Find the Right Adapter for the Speakers
Speakers are usually not equipped with the necessary outlet for a guitar cable. If you want to play your acoustic through your speakers, you’ll need to take the extra step of finding an adaptor.
Note that you will not be able to connect an acoustic guitar to a set of Bluetooth speakers using this method. If you’re unable to find an audio jack on your speakers, you won’t be able to connect them to your guitar.
Find a Phone or Audio Source
First, find where you can connect a phone or other audio source to the speakers.
Figure out what kind of audio jack your speaker has. In most cases, you should find a standard 3.5-mm (0.12-in) jack, which will connect most audio sources. If your speaker works differently, you may need to find a specialty adapter for your brand of speakers.
Look for an Adapter That Will Work With a Standard Audio Jack
These MillSO Male to Male TRS Stereo Audio Cable & Headphone Adapter can be eight or ten feet long, allowing for a wide range of motion, and comes with a 12-month warranty. One end is a standard 6.35-mm (0.25-in) guitar cable, while the other end will fit in a 3.5-mm (0.12-in) audio jack.
If you prefer an adapter with a braided cable, the TRS Stereo Audio Cable Hftywy Headphone Adapter 1/8 to 1/4 Adapter comes in an even wider range of cord lengths.
Plug-In and Play
Now you can plug your guitar in and play! You may need to adjust the volume depending on your speaker’s quality and what method you’re using to capture your sound, so make sure you have enough time to test out the sound before strumming in front of others.
Note that you will need to plug into a guitar pedal before plugging into the speaker when using an electric guitar. That’s not necessary when playing an acoustic, as there is much less of a risk of blowing out the speakers. However, you can choose to play with a pedal or preamplifier if you want to clarify your sound or add effects.
Consider Purchasing an Acoustic Amplifier
There are plenty of reasons you may want to plug your guitar into a speaker. You may find yourself having to play out of unpredictable sound systems semi-frequently, so it is good to be prepared with several ways to plug your acoustic into speakers.
If you’d like to downsize the number of cables you carry around, you may want to consider purchasing an amplifier for acoustic guitars. These can be as cheap as $100 and can help your amplified acoustic sound much more natural than speakers or an electric guitar amp (here’s how to have a quiet acoustic guitar with a more natural sound). The Coolmusic AC20 20Watt Bluetooth Guitar Amplifier is only 16 pounds (7 kilograms) and can connect to various sound systems.
It’s always best to be prepared, though, so even if you own an acoustic guitar amp, you may want to go ahead and purchase an adapter anyway.

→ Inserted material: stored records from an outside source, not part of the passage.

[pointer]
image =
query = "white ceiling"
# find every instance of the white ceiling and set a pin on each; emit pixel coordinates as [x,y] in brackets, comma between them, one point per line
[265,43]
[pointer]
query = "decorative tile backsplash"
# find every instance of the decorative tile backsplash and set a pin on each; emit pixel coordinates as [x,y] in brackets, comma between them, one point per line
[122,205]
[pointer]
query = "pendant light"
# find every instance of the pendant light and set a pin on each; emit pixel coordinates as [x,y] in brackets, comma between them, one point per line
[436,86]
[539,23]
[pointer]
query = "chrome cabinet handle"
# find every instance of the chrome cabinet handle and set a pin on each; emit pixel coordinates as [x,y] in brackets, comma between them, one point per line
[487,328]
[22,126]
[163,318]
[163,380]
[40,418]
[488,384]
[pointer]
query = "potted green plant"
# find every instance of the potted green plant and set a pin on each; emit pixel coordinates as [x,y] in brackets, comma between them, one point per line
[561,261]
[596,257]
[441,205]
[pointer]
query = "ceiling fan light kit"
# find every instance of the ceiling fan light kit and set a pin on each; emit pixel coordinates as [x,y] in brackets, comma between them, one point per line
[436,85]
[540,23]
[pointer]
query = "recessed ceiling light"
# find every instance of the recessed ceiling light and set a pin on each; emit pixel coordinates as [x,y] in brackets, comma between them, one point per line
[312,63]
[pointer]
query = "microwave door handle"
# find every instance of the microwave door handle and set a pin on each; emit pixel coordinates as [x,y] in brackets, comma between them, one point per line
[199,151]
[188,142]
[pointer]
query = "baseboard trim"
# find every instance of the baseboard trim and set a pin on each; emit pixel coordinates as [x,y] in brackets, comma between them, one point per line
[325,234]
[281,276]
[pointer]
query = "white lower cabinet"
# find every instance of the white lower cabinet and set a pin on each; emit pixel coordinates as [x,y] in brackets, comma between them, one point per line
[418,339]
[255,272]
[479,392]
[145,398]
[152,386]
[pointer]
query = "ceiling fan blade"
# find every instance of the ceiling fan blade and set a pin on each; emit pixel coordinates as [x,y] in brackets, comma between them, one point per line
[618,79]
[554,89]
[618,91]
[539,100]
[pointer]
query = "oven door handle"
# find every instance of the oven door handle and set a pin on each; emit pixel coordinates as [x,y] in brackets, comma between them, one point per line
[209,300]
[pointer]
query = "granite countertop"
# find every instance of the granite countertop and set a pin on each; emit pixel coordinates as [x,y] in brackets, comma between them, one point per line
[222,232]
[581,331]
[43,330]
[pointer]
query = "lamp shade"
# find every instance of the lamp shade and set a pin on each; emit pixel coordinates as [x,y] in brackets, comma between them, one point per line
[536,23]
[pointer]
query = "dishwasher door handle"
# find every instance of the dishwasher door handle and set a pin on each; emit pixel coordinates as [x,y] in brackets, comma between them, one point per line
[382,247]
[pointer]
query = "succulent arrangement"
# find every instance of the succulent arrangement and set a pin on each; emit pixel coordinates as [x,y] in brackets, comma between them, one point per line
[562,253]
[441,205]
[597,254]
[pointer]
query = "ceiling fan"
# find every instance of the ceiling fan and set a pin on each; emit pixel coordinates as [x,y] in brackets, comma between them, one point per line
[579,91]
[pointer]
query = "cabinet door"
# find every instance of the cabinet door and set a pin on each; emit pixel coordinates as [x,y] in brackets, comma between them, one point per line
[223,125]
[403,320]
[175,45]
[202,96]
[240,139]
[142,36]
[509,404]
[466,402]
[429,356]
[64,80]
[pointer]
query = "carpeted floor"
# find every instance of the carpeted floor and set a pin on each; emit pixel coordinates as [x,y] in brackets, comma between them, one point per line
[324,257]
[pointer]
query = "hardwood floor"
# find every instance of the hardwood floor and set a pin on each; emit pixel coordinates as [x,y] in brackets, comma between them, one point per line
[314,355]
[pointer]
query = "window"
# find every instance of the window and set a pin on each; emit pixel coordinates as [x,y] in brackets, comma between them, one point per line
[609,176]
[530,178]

If you want to amplify your acoustic guitar’s sound out of a regular set of speakers, you can do so as long as you can plug your acoustic in and have the right adapter. If your acoustic doesn’t have a pickup, you don’t have a microphone, or you don’t have an adapter, you should make sure to get these things before trying to connect the guitar.
With these tips, you should be able to connect your acoustic guitar to most sets of speakers.